Александр Исбах
КРАСНОАРМЕЙЦЫ
НАКАНУНЕ
Прощание
Шелестели листы газет и журналов, но глаза как-то рассеянно бегали по строчкам. Глаза видели уже другое. Большое здание казармы… а там — ничего не могли разглядеть глаза… Здание было загадочным, как та жизнь, которая предстоит в нем.
Комната призывной комиссии была полна. Группами стояли перед плакатами с изображением винтовки в разрезе, обсуждали отдельные пункты приказа о призыве.
Окруженный призывниками, стоял политрук.

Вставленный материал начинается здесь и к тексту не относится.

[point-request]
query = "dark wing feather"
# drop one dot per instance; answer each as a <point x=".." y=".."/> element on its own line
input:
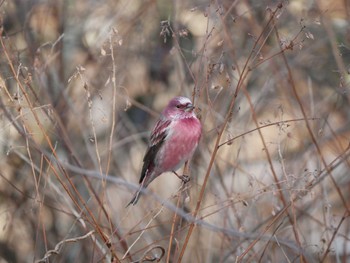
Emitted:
<point x="157" y="139"/>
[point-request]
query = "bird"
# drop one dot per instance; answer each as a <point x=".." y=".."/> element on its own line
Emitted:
<point x="173" y="141"/>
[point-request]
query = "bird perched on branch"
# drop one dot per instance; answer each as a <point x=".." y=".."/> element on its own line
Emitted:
<point x="173" y="141"/>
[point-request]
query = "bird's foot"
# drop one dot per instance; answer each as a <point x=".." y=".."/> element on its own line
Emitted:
<point x="184" y="178"/>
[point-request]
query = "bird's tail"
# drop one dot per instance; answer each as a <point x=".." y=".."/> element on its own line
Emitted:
<point x="135" y="198"/>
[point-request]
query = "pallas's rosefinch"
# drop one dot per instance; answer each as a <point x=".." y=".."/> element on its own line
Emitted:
<point x="173" y="141"/>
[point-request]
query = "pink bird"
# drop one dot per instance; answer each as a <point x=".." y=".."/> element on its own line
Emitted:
<point x="173" y="142"/>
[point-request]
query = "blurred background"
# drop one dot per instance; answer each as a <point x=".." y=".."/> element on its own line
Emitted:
<point x="82" y="84"/>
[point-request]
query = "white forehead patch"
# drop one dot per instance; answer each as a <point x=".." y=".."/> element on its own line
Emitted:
<point x="184" y="100"/>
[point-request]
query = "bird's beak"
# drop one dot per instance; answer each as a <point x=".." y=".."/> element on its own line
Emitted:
<point x="189" y="107"/>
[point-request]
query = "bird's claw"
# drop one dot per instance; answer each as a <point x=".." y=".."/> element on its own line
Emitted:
<point x="184" y="178"/>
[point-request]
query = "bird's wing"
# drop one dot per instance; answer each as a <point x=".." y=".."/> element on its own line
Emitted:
<point x="158" y="136"/>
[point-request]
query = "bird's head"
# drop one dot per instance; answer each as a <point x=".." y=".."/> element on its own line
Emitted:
<point x="179" y="107"/>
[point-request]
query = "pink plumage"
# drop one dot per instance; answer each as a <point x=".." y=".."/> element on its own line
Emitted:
<point x="173" y="141"/>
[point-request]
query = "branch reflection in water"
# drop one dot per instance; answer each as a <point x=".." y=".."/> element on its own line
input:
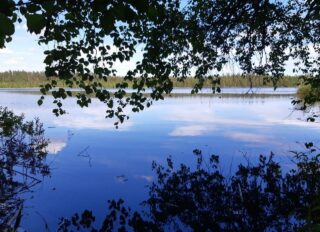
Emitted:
<point x="22" y="164"/>
<point x="258" y="197"/>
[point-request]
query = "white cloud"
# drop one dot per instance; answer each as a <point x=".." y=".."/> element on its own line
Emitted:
<point x="55" y="146"/>
<point x="146" y="178"/>
<point x="248" y="137"/>
<point x="193" y="130"/>
<point x="6" y="51"/>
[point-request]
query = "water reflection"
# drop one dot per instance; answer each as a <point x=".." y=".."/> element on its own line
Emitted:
<point x="22" y="164"/>
<point x="117" y="162"/>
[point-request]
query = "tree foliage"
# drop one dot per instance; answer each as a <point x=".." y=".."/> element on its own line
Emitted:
<point x="86" y="38"/>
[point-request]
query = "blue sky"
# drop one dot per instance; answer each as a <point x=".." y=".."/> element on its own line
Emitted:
<point x="24" y="53"/>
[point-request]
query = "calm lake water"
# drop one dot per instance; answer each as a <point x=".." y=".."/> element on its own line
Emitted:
<point x="92" y="162"/>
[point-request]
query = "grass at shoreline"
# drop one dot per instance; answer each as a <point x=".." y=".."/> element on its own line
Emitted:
<point x="22" y="79"/>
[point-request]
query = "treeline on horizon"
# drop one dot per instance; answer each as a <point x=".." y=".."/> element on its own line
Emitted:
<point x="23" y="79"/>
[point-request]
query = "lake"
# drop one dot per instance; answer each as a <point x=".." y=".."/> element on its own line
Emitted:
<point x="92" y="162"/>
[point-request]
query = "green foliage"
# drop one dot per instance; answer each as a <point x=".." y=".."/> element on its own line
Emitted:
<point x="257" y="197"/>
<point x="86" y="38"/>
<point x="22" y="79"/>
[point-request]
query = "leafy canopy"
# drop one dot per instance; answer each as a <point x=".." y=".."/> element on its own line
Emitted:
<point x="200" y="37"/>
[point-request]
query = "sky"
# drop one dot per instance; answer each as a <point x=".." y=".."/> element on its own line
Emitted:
<point x="24" y="53"/>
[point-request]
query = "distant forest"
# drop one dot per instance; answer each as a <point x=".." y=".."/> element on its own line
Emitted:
<point x="23" y="79"/>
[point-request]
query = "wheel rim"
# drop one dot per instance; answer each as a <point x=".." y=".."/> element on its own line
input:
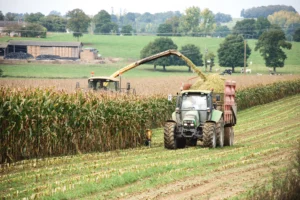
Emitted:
<point x="214" y="140"/>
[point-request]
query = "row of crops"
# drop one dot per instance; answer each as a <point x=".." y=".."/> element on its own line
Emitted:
<point x="37" y="123"/>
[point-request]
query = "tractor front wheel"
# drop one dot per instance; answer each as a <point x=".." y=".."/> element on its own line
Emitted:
<point x="220" y="133"/>
<point x="209" y="135"/>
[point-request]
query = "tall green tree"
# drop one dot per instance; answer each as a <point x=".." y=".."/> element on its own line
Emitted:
<point x="270" y="45"/>
<point x="296" y="36"/>
<point x="246" y="27"/>
<point x="189" y="22"/>
<point x="78" y="22"/>
<point x="157" y="46"/>
<point x="262" y="24"/>
<point x="265" y="11"/>
<point x="1" y="16"/>
<point x="222" y="31"/>
<point x="174" y="22"/>
<point x="231" y="52"/>
<point x="222" y="18"/>
<point x="209" y="60"/>
<point x="164" y="30"/>
<point x="193" y="53"/>
<point x="207" y="22"/>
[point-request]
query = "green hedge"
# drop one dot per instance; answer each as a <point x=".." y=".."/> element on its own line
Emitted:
<point x="36" y="123"/>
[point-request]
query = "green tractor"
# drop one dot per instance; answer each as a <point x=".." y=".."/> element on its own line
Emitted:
<point x="202" y="115"/>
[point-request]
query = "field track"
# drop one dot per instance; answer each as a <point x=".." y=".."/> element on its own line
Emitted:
<point x="265" y="140"/>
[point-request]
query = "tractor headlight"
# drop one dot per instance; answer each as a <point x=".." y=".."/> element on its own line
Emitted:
<point x="189" y="123"/>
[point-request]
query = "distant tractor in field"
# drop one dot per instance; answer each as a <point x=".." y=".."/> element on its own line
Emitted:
<point x="202" y="115"/>
<point x="104" y="83"/>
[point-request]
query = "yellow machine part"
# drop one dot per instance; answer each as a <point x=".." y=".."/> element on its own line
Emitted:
<point x="159" y="55"/>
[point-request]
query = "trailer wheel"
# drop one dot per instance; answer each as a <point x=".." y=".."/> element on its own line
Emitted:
<point x="228" y="136"/>
<point x="170" y="141"/>
<point x="209" y="135"/>
<point x="169" y="135"/>
<point x="192" y="142"/>
<point x="220" y="133"/>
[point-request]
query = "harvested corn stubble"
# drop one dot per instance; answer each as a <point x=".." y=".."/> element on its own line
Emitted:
<point x="214" y="81"/>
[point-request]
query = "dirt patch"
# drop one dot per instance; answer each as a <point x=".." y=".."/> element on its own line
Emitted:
<point x="217" y="185"/>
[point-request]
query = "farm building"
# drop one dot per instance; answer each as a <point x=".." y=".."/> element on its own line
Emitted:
<point x="36" y="48"/>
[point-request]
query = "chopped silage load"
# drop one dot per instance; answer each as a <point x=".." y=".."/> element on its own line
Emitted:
<point x="214" y="81"/>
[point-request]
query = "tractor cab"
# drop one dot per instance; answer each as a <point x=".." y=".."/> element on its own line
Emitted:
<point x="194" y="108"/>
<point x="104" y="83"/>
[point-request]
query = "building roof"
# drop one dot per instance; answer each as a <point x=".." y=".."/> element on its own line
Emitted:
<point x="106" y="78"/>
<point x="44" y="43"/>
<point x="3" y="45"/>
<point x="7" y="23"/>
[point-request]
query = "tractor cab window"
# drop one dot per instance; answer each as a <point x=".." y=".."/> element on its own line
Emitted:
<point x="194" y="102"/>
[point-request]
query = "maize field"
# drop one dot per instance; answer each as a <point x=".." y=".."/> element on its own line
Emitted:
<point x="266" y="138"/>
<point x="36" y="123"/>
<point x="39" y="123"/>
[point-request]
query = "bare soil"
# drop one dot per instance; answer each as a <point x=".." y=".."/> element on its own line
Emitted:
<point x="146" y="86"/>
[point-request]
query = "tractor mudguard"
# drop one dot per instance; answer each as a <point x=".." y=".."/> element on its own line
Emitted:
<point x="216" y="115"/>
<point x="174" y="116"/>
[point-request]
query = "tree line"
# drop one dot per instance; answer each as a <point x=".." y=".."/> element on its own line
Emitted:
<point x="230" y="52"/>
<point x="265" y="11"/>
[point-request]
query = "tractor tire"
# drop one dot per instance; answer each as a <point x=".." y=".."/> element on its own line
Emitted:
<point x="209" y="135"/>
<point x="220" y="133"/>
<point x="180" y="143"/>
<point x="228" y="136"/>
<point x="192" y="142"/>
<point x="169" y="137"/>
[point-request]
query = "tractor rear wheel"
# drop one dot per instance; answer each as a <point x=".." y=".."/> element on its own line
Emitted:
<point x="228" y="136"/>
<point x="170" y="141"/>
<point x="220" y="133"/>
<point x="192" y="142"/>
<point x="209" y="135"/>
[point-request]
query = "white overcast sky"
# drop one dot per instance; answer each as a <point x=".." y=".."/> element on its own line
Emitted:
<point x="92" y="7"/>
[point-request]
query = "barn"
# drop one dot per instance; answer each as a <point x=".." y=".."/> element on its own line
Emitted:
<point x="36" y="48"/>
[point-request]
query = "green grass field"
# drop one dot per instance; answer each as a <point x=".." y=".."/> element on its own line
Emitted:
<point x="128" y="48"/>
<point x="265" y="139"/>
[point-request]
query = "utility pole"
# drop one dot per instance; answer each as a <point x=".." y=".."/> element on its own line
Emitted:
<point x="245" y="57"/>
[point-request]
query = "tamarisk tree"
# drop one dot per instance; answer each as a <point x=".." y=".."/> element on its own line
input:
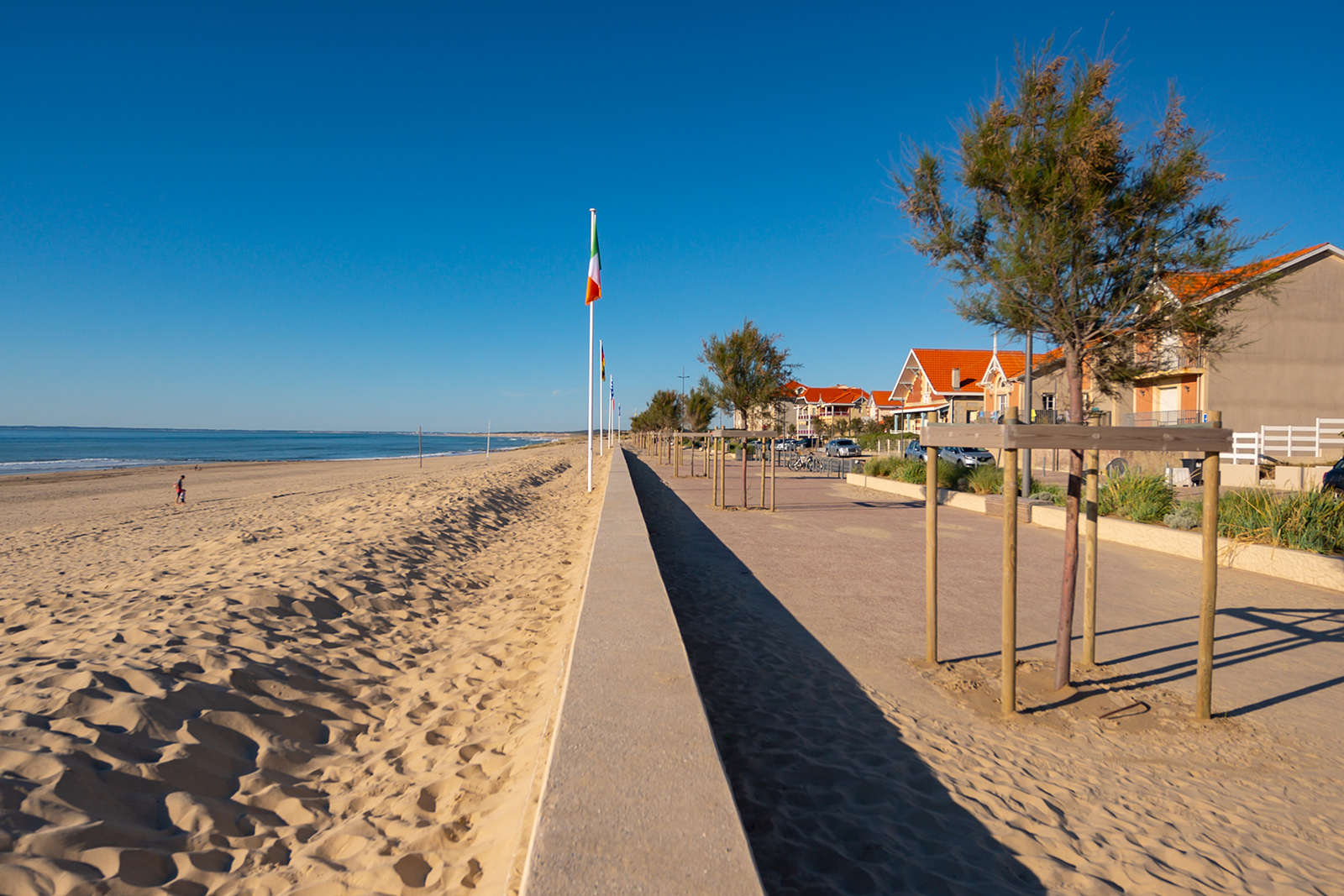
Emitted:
<point x="1062" y="228"/>
<point x="752" y="369"/>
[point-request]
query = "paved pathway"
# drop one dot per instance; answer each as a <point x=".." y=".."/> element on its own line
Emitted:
<point x="853" y="774"/>
<point x="848" y="563"/>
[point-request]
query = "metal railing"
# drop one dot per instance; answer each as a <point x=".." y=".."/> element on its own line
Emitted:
<point x="1169" y="358"/>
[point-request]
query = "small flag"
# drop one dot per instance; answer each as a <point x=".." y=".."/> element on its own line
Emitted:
<point x="595" y="270"/>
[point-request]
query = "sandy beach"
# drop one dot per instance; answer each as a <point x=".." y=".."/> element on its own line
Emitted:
<point x="331" y="678"/>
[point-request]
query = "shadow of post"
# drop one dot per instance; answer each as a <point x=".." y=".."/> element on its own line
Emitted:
<point x="832" y="799"/>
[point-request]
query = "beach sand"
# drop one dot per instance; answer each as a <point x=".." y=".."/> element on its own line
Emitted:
<point x="313" y="679"/>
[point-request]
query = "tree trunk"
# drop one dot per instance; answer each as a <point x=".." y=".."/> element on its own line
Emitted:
<point x="745" y="465"/>
<point x="1068" y="586"/>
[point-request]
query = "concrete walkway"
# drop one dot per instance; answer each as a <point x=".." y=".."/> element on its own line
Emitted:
<point x="848" y="562"/>
<point x="795" y="620"/>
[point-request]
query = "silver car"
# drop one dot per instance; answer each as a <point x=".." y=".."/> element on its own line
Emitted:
<point x="843" y="448"/>
<point x="967" y="457"/>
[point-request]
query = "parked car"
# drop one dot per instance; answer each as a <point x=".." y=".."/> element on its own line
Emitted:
<point x="967" y="457"/>
<point x="843" y="448"/>
<point x="1335" y="477"/>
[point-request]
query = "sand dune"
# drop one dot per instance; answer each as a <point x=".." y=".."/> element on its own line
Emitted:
<point x="312" y="679"/>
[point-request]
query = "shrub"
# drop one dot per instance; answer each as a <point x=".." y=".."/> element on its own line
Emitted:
<point x="882" y="466"/>
<point x="1305" y="520"/>
<point x="1187" y="516"/>
<point x="1136" y="496"/>
<point x="1048" y="492"/>
<point x="985" y="479"/>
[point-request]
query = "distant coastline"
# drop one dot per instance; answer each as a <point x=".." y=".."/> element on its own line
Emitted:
<point x="57" y="449"/>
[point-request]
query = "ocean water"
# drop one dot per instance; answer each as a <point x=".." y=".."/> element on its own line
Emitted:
<point x="47" y="449"/>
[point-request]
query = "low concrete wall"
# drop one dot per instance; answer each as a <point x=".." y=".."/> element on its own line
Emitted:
<point x="1281" y="563"/>
<point x="1241" y="476"/>
<point x="917" y="492"/>
<point x="635" y="799"/>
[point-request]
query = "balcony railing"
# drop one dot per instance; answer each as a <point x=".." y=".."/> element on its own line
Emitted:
<point x="1166" y="418"/>
<point x="1169" y="358"/>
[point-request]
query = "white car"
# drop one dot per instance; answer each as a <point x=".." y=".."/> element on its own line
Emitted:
<point x="967" y="457"/>
<point x="843" y="448"/>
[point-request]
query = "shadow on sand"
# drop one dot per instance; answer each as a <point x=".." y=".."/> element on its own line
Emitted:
<point x="832" y="799"/>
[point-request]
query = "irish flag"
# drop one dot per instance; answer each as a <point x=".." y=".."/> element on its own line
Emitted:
<point x="595" y="270"/>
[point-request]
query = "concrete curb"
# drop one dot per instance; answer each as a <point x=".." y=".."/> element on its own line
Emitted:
<point x="635" y="799"/>
<point x="1283" y="563"/>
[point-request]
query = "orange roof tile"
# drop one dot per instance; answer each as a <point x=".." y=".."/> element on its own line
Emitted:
<point x="1198" y="285"/>
<point x="832" y="396"/>
<point x="938" y="363"/>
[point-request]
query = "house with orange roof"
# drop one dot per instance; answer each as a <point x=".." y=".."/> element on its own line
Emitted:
<point x="941" y="385"/>
<point x="822" y="407"/>
<point x="879" y="406"/>
<point x="1284" y="372"/>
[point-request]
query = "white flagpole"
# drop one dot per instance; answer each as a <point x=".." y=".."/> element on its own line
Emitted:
<point x="601" y="437"/>
<point x="591" y="390"/>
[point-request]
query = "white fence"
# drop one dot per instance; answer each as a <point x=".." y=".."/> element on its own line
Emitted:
<point x="1280" y="443"/>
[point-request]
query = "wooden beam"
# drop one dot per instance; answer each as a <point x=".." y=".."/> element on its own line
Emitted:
<point x="932" y="557"/>
<point x="1079" y="437"/>
<point x="1209" y="594"/>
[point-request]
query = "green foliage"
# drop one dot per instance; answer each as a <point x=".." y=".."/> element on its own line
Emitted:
<point x="1310" y="520"/>
<point x="985" y="479"/>
<point x="1187" y="516"/>
<point x="750" y="369"/>
<point x="699" y="410"/>
<point x="1048" y="492"/>
<point x="663" y="412"/>
<point x="1136" y="496"/>
<point x="1063" y="226"/>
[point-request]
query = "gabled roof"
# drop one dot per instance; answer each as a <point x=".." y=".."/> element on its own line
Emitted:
<point x="831" y="396"/>
<point x="937" y="365"/>
<point x="1205" y="285"/>
<point x="882" y="398"/>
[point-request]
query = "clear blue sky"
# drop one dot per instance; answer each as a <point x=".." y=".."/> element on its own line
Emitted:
<point x="375" y="215"/>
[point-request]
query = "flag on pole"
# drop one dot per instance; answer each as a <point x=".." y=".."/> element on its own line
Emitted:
<point x="595" y="270"/>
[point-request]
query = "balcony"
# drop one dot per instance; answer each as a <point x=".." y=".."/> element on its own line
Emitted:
<point x="1169" y="359"/>
<point x="1166" y="418"/>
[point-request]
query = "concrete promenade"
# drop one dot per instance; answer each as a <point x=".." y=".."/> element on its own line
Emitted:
<point x="797" y="625"/>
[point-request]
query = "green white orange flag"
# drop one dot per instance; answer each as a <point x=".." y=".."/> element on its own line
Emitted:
<point x="595" y="270"/>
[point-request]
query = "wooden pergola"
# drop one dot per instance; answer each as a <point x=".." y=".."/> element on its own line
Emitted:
<point x="1014" y="437"/>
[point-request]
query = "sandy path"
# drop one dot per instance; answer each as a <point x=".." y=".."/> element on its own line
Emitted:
<point x="311" y="679"/>
<point x="857" y="773"/>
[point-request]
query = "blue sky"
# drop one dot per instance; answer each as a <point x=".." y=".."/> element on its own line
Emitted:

На него сыпались вопросы: «А как комсомольская работа?» — «А куда ушлют нас отсюда?» — «А нельзя ли во флот?»
И тот, кто спрашивал о флоте, парнишка в клетчатой кепке, долго еще пытался указывать политруку, что именно его нужно послать на море, что он давно мечтает об этом, и что ему даже ячейка наказала: не иначе, как во флот.
Кроме политрука, ответы давал грузный парень в военной шинели и кепке неопределенного цвета. Он важно ходил мимо стола с газетами, покровительственно похлопывал по плечу призывников и авторитетно давал разъяснения по всевозможным вопросам. Призывники парня в шинели считали главным командиром.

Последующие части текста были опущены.